Dana avait apprécié l’analyse pragmatique de celui dont elle partagerait la vie durant les dix années suivantes. Darren avait apprécié le sourire de blonde glaciale de Dana. C’est pourquoi il l’avait invité au cinéma de plein air de Parson afin de lui faire découvrir 2001, l’Odyssée de l’Espace. Dana n’avait pas masqué sa surprise. Comment pouvait-on apprécier ce genre de film et réfuter en bloc ce que dix-sept personnes soutenaient ? L’atout majeur de l’esprit scientifique n’est pas de croire, mais de récolter les faits et d’en tirer des hypothèses, avait-il répondu d’un ton aussi flegmatique qu’un britannique fumant le cigare dans un club privé. Elle avait ri, beaucoup ri, mais surtout accepté sa proposition qui s’était achevée par un baiser, qui lui n’avait rien d’irrationnel.

Alors, à 42 ans, Dana n’avait peut-être jamais vu l’océan, mais elle avait connu l’amour et une carrière honnête, sans pour autant être grandiose.

Il y avait tout de même quelque chose dont elle n’aimait pas se souvenir. C’était sa famille. Ça l’avait peinée de laisser son frère et ses soeurs. Surtout Denise, car elle était encore toute petite à l’époque. Avant de mourir, Darren lui avait demandé plusieurs fois pourquoi elle ne prenait pas tout simplement son courage à deux mains et ne se rendait pas en pèlerinage à Ludvig. Jusqu’à ce qu’il expulse son dernier souffle, Dana n’avait jamais été capable de lui répondre.
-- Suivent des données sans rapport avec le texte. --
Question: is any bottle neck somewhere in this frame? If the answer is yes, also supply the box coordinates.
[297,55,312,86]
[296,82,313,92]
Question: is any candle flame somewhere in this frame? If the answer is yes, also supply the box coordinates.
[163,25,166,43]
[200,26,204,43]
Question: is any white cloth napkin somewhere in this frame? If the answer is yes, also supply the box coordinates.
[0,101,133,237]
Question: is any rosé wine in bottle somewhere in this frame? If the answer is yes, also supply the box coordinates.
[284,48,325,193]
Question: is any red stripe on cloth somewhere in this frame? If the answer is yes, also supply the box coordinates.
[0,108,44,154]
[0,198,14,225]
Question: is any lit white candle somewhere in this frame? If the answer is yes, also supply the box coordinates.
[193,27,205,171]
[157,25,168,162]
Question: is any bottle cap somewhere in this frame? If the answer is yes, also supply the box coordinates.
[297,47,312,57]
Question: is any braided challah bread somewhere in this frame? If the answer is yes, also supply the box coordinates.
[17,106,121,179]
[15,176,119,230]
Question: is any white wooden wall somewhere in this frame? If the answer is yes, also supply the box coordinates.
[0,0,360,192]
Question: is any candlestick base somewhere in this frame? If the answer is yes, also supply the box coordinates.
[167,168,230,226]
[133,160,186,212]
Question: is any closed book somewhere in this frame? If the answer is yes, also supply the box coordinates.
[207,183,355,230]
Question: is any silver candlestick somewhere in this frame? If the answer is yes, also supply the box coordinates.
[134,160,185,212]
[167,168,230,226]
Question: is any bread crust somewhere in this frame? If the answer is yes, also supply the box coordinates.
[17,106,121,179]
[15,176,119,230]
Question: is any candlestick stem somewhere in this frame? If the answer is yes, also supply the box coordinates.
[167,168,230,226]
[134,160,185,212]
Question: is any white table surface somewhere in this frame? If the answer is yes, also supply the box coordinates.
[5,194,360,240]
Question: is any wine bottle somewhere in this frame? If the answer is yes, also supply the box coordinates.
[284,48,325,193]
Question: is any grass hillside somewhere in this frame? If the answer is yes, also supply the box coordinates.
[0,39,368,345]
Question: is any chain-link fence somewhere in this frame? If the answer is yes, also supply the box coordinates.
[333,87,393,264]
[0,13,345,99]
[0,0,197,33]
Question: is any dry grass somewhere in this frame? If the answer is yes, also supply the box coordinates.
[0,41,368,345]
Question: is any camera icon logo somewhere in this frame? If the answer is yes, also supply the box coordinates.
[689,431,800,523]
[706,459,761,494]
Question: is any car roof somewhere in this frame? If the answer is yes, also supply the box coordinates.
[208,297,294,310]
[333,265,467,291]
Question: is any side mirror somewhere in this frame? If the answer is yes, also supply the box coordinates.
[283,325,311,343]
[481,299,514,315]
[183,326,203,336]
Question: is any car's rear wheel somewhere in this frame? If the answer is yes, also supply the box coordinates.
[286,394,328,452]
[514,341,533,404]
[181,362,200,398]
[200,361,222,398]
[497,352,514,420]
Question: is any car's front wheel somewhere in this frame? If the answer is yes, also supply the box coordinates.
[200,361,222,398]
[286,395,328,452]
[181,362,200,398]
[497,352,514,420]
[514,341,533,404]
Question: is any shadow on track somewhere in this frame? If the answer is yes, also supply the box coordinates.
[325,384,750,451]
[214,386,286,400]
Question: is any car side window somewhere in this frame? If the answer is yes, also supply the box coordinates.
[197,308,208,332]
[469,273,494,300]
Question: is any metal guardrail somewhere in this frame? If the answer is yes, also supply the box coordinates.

Il faut dire qu’elle n’était pas en mesure de se répondre à elle-même. Bien sûr, elle espérait que tout le monde aille bien, mais elle demeurait incapable de décrocher son téléphone pour s’en assurer. Comme si la culpabilité d’être partie était trop forte. C’était une adulte assumée aujourd’hui. Il n’y avait aucune raison de craindre une réaction négative. Surtout, elle n’avait pas à se justifier. Ludvig était sans avenir. Sa mère était invivable. Il fallait qu’elle parte. Et puis elle avait tout ce qu’elle désirait désormais. Cela faisait plus de vingt ans qu’elle se le rabâchait. Mais depuis la mort de Darren, il y avait un manque dans sa vie. Ou, plutôt, un espace manquant. Et celui-ci se situait peut-être encore à Ludvig.

Elle hésita à couper par Jackson pour prendre au plus court, mais elle se rappela que la route était dangereuse. L’Interstate rallongeait en distance mais pas en durée. Et puis il y avait davantage de stations-service et de trafic, ce qui demeurait plus sécurisant pour elle.

Elle franchit la frontière de l’Idaho peu avant 23 heures. La fatigue ne se faisant pas ressentir pour le moment, accompagnée d’une toute nouvelle chanson des tout nouveaux The Jesus and Mary Chain intitulée April Skies, Dana chantonnait et se sentait d’attaque pour une nuit sans sommeil.

Cent miles plus tard, elle commandait néanmoins une chambre dans un motel non loin d’Idaho Falls.